The Mennonite faith community has been very involved in "mission work" and has seen the value of the school as an institution for fostering not only the academic development of the students but also that of faith and culture. It raises a haunting question: In spite of our good intentions, were we inadvertently partners in the effort to erase the cultural identity of the students in this setting?

In a small group setting where these issues were being discussed, a suggestion surfaced to the effect that, as recent immigrants fleeing war-torn Europe and having struggled for survival in various other countries, we had "pulled ourselves up by the bootstraps". Could we not expect others to do the same?

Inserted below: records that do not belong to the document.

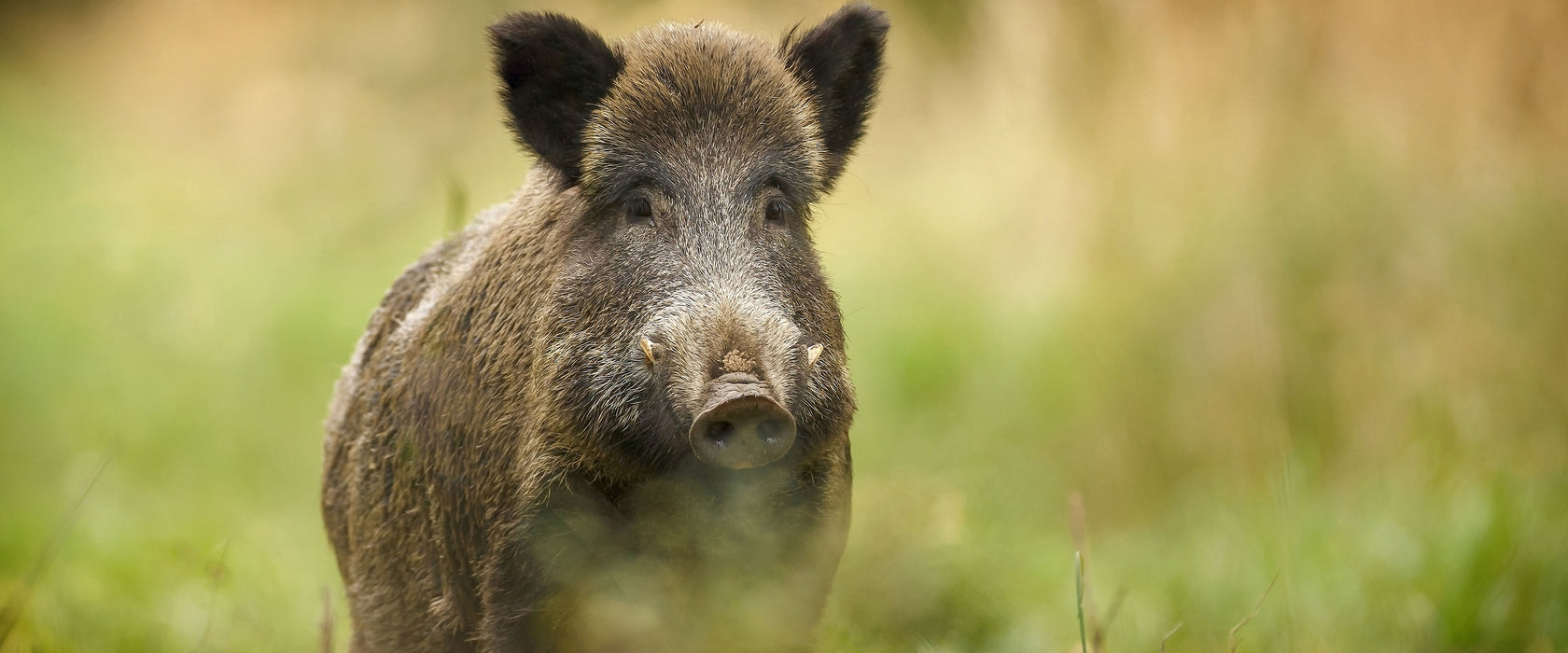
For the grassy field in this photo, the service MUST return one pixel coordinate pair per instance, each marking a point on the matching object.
(1229, 298)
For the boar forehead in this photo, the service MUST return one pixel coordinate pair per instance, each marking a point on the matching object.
(703, 110)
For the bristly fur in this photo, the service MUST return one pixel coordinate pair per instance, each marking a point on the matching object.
(843, 62)
(505, 468)
(553, 71)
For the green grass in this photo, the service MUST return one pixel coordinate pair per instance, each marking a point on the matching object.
(1281, 318)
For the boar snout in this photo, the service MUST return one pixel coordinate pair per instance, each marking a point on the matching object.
(740, 424)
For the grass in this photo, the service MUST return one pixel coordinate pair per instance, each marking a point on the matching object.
(1208, 295)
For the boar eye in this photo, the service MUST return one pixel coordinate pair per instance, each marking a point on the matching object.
(638, 210)
(777, 210)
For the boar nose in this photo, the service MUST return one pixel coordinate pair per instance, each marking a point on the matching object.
(740, 424)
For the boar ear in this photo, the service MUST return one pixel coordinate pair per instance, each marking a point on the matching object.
(841, 63)
(553, 73)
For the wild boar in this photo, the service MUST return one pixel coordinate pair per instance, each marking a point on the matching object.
(612, 414)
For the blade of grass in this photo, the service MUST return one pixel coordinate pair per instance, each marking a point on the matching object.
(1078, 564)
(1252, 614)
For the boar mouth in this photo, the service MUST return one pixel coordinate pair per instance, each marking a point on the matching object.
(740, 424)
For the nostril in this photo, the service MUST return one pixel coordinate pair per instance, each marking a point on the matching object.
(742, 433)
(770, 431)
(719, 433)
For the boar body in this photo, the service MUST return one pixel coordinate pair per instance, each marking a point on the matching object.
(612, 414)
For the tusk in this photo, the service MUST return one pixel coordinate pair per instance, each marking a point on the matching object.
(651, 351)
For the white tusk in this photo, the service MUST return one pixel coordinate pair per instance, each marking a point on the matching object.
(813, 353)
(651, 351)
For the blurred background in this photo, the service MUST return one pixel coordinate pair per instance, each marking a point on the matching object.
(1259, 306)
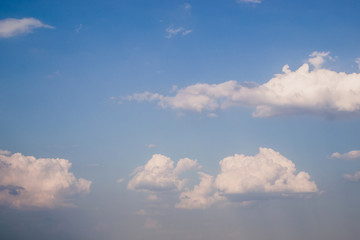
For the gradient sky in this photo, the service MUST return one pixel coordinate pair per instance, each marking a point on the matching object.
(134, 119)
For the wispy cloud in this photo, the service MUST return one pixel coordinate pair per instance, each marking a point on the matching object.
(171, 32)
(318, 91)
(159, 174)
(26, 181)
(355, 154)
(11, 27)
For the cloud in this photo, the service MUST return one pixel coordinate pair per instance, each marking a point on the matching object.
(152, 224)
(151, 145)
(11, 27)
(187, 6)
(78, 28)
(159, 174)
(26, 181)
(248, 1)
(202, 196)
(266, 172)
(357, 61)
(318, 92)
(267, 175)
(171, 32)
(318, 58)
(347, 156)
(353, 177)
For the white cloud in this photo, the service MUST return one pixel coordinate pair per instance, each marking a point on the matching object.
(171, 32)
(187, 6)
(10, 27)
(78, 28)
(249, 1)
(357, 61)
(151, 145)
(353, 177)
(44, 182)
(159, 174)
(202, 196)
(152, 224)
(318, 58)
(319, 92)
(347, 156)
(266, 172)
(153, 198)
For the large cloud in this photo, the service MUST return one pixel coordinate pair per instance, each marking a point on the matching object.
(266, 175)
(10, 27)
(159, 174)
(44, 182)
(304, 91)
(266, 172)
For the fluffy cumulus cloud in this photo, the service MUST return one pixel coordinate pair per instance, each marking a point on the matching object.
(241, 178)
(202, 196)
(159, 174)
(353, 177)
(355, 154)
(318, 91)
(11, 27)
(266, 172)
(26, 181)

As I reflected on the imagery of "bootstraps" it struck me that our "bootstraps" had been woven over the centuries in the context of our schools and communities. In many cases, these had been transported intact as we migrated from one country to another. True, for many of the immigrants, especially those fleeing the soviet regime after having been stripped of their spiritual leaders and in many cases, of the male members of the family, fathers and brothers, the straps had become frayed and extremely weakened. However, most of these people found their way into a pre-existent community of support in their new environment. There is no comparison between the above experience and that of the cultural groups who, for several generations, were subjected to a very deliberate and conscious "cutting of the cultural bootstraps" with an equally deliberate

Can we as outsiders "fix the damage?" "No!" We need to recognize that the mending can happen but only as the ones who suffered the loss live in community with each other and reconnect their "cultural bootstraps". We need to honour and celebrate all cultures, not only our own. In such an atmosphere reconciliation is possible. This process can be an uplifting experience.<

The stories need to be told. We need to listen. We need to acknowledge our involvement, deliberate or inadvertent in the injustice that was done. We need to honour the culture that is bringing them back into their rightful place in this country and we need to count it a privilege when we are asked to join in the celebration of their "bootstraps".